The three photographers (Note: NBC Sports uses Getty Images) had access throughout the track. They were in the garage with crews, on pit road with drivers and throughout the facility, giving them a rare insight to what it was like this past week at Darlington.
“What’s really interesting is the silence that is there,” Graythen told NBC Sports. “It’s just so quiet. When the national anthem ends, usually there is the flyover and the fans are cheering and the crews are getting ready and they crank up the engines. (At the Sunday and Wednesday Cup races,) the anthem ends and it’s just quiet. That’s kind of strange.”
Also what’s different is Victory Lane. Normally, cluttered with crew members, VIPs and others crowding around the driver and team as several photographers capture the scene, Victory Lane is practically barren.
“There’s no shouting, there’s no screaming,” Graythen. said. “It’s, hey Kevin (Harvick), look right here.”
Of the thousands of photos he took at Darlington, what is the image that stands out to Graythen?
“I think the weekend boils down to the picture of Kevin Harvick in Victory Lane, just him with the car and the trophy and the black mask over his face and nobody around,” Graythen said. “I’m sure he’s smiling under there.
“To me, that kind of boiled everything down into one picture because it shows, yeah, it’s good and it’s great, NASCAR is back, we have a winner, Harvick has got his 50th win, this is all very exciting for the industry.
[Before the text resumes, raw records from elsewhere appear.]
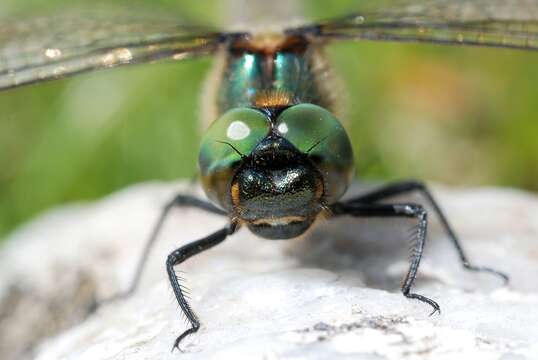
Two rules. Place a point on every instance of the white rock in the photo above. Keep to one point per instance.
(333, 295)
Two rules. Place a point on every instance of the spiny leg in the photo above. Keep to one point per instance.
(404, 187)
(182, 254)
(178, 201)
(353, 208)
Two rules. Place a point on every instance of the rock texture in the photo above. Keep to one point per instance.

But it also has that mask, that starkness, that quietness that shows the time that we’re in.”
5. Experience a key factor?
The Truck Series returns to action Tuesday at Charlotte Motor Speedway, marking the first time the series has run since Feb. 21 at Las Vegas — a race won by Kyle Busch.
Just as the Cup and Xfinity Series have done in most events since returning, the Truck race at Charlotte will have no practice or qualifying. The first lap at speed will be when the green flag waves.
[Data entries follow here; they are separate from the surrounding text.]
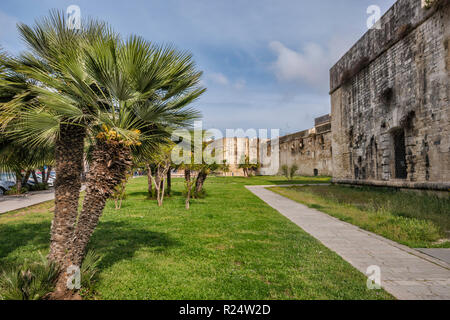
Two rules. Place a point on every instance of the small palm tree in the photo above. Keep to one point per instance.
(126, 97)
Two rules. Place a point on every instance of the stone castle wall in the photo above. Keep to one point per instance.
(390, 101)
(310, 150)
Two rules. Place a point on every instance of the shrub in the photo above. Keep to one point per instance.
(292, 171)
(38, 187)
(13, 191)
(289, 172)
(29, 281)
(285, 171)
(89, 269)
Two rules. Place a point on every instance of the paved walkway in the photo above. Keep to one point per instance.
(11, 203)
(405, 273)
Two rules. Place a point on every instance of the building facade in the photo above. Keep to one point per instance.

Former Truck series champ Johnny Sauter finished second to Busch at Las Vegas. As Sauter prepares to resume the season, what stands out to the ThorSport Racing driver?
“I feel great that I have the experience that I have at a lot of these race tracks,” he said. “The only thing that I look at is that some of these younger guys going to these racetracks having never even raced or turned a lap there getting in trouble. What I mean by that is that you just hope you’re not a victim of a mistake.”